Jason Scott Burnell (born August 15, 1997) is an American professional basketball player who plays for Olimpia Milano of the Italian Lega Basket Serie A (LBA) and the EuroLeague. He played college basketball for Jacksonville State.

==Early life==
Burnell grew up in DeLand, Florida and originally attended DeLand High School. As a junior, he averaged 22 points and 10 rebounds per game for the Bulldogs and was named the Player of the Year by The Daytona Beach News-Journal. He opted to transfer to the Providence School in Jacksonville, Florida before his senior year in order to be closer to his father.

==College career==

===Georgia Southern===
Burnell started his collegiate career at Georgia Southern University and averaged 2.9 points per game in 24 appearances for the Eagles as a freshman before deciding to leave the program at the end of the season due to lack of playing time.

===St.
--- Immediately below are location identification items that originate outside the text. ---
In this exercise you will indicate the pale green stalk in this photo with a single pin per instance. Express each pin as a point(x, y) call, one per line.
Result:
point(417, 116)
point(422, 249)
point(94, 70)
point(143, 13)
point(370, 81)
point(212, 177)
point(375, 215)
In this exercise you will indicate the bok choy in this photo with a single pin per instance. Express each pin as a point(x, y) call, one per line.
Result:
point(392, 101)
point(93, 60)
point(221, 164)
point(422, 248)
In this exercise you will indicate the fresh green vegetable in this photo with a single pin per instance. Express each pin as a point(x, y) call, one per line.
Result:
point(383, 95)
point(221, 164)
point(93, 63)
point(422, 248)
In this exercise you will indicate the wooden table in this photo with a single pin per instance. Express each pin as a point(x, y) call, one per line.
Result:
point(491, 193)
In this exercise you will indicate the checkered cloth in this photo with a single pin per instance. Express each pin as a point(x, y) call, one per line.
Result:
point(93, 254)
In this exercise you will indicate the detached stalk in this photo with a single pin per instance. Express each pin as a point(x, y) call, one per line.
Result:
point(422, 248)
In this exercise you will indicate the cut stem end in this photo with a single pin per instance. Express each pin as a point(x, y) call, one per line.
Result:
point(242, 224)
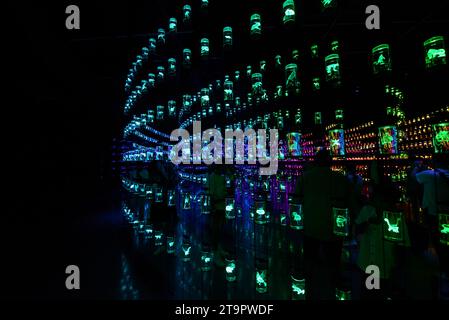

Petersburg===
After leaving Georgia Southern, Burnell enrolled at St. Petersburg College. He led the Titans with 20.1 points, 10.9 rebounds, and 1.4 blocks per game and was named the FCSAA State Tournament MVP, First Team All-State, State of Florida Player of the Year and Suncoast Conference Player of the Year.

===Jacksonville State===
Burnell played for Jacksonville State for his final two years of collegiate eligibility. In his first season with the team, Burnell averaged 11.2 points per game in 35 games (18 starts) overall, and 12.3 points per game with 116 rebounds and 15 blocks during conference play and was named to the Ohio Valley Conference (OVC) All-Newcomer Team. As a senior, Burrell was named first team All-OVC after averaging 17.2 points per game, 9.6 rebounds and 3.2 assists per game.

==Professional career==
Burnell signed with Pallacanestro Cantù of the Italian Lega Basket Serie A on July 17, 2019. In his first professional season, Burnell averaged 11.7 points, 5.2 rebounds, 1.5 assists and 1.1 steals in 20 Serie A games.

Burnell signed with Dinamo Sassari on June 6, 2020. He averaged 11.3 points and 6.8 rebounds per game. On July 8, 2021, Burnell re-signed with the team.

On July 20, 2022, he has signed with New Basket Brindisi of the Lega Basket Serie A.